Our study demonstrates that there are few ‘anatomical’ reasons to carry out any procedures called ‘lengthening phalloplasty’. This term summarises a small group of surgical procedures aimed to increase the size of the shaft mainly in the flaccid state. Apart from new experimental procedures recently described by Perovic15 the most common techniques to lengthen the penis (section of the penile suspensory legament, suprapubic lyposuction and V-Y or Z plasty of the suprapubic skin) provide only rudimentary results with a very high patient dissatisfaction rate.
Although no data are available, it is our impression that the vast majority of patients having penile enhancement surgery in private clinics are not fully counselled and are not given realistic expectations of either average penile size or the results they may expect from the operations.
Nonetheless it is interesting that the majority of patients studied were concerned about the appearance of the flaccid penis and this might indicate that, properly counselled, some of these patients might benefit from enhancement surgery designed to improve the appearance of the non-erect penis.
Despite demonstration of an objectively normal sized penis, 30% of our patients still requested some sort of procedure to enlarge what they still perceived as a short penis. We believe these patients should all be offered psychosexual counselling in order to avoid post-surgical disappointment (and potential medico-legal problems).

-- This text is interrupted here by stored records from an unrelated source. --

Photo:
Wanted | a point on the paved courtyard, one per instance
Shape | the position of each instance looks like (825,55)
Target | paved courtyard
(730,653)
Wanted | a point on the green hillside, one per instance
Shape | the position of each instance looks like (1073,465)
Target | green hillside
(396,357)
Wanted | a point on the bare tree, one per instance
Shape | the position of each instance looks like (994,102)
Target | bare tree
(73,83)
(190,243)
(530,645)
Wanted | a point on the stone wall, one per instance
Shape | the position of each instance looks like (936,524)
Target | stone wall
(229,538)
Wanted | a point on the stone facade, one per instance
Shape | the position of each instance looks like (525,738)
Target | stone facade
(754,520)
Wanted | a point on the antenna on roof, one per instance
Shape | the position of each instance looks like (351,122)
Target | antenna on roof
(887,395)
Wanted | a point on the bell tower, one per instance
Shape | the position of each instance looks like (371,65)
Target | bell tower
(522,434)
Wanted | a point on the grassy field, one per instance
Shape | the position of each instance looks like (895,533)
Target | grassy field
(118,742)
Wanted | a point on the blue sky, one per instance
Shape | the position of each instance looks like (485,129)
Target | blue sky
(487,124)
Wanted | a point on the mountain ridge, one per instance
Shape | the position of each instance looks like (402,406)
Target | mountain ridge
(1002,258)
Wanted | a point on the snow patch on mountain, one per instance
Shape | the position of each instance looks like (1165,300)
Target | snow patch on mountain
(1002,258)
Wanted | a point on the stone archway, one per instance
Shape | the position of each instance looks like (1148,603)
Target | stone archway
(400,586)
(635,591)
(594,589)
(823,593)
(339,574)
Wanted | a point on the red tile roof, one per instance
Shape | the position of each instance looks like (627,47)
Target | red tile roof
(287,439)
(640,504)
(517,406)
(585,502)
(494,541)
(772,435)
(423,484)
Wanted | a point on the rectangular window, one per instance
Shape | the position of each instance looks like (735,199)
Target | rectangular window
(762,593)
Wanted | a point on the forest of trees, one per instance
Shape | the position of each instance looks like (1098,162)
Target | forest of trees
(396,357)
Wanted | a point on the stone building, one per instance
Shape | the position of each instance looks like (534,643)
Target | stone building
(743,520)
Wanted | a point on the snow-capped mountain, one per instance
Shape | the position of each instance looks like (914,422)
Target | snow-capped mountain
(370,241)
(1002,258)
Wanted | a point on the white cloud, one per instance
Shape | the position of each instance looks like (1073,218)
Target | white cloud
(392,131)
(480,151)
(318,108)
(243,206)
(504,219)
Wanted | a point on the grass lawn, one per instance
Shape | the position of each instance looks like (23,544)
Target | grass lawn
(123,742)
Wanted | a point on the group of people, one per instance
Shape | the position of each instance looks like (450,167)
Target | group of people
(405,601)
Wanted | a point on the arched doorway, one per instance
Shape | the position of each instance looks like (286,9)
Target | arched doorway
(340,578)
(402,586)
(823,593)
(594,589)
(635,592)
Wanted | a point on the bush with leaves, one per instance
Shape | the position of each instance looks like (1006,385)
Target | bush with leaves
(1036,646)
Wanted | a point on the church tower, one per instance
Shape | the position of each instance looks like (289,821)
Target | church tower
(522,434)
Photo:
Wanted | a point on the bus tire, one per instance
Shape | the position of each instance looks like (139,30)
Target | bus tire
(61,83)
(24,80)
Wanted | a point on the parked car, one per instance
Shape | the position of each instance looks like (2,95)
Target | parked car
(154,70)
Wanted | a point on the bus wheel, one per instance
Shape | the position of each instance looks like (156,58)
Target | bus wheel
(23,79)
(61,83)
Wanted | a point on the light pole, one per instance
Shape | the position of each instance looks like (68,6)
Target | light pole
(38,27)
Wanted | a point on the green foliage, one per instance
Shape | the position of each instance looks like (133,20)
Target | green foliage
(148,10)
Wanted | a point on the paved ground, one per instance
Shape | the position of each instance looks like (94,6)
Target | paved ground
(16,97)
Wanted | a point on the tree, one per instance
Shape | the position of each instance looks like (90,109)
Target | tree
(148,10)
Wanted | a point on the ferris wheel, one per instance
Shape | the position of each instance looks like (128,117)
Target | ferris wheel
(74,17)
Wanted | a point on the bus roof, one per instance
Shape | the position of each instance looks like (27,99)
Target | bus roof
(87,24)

No evidence exists as to which men will benefit from penile enhancement procedures and we are unable to give guidance as to which if any penis size is a lower limit of normal for surgical consideration.
It is now our practice, before accepting patients for any of these procedures, to document the following:
The patient has been shown his penile dimensions in relation to the nomogram
An opinion from an experienced psychosexual counsellor that the patient may benefit from a physical procedure
The agreement of the patient that any surgery must be viewed as experimental and that the erect penis is unlikely to be significantly enhanced.
In conclusion, the use of a nomogram to compare penile dimensions of a patient referred to the andrology clinic for the problem of short penis is a useful tool which appears to allow some men to have objective reassurance that they are not abnormal and may reduce the demand for unproven surgical procedures. We believe that use of such a nomogram is mandatory in these patients.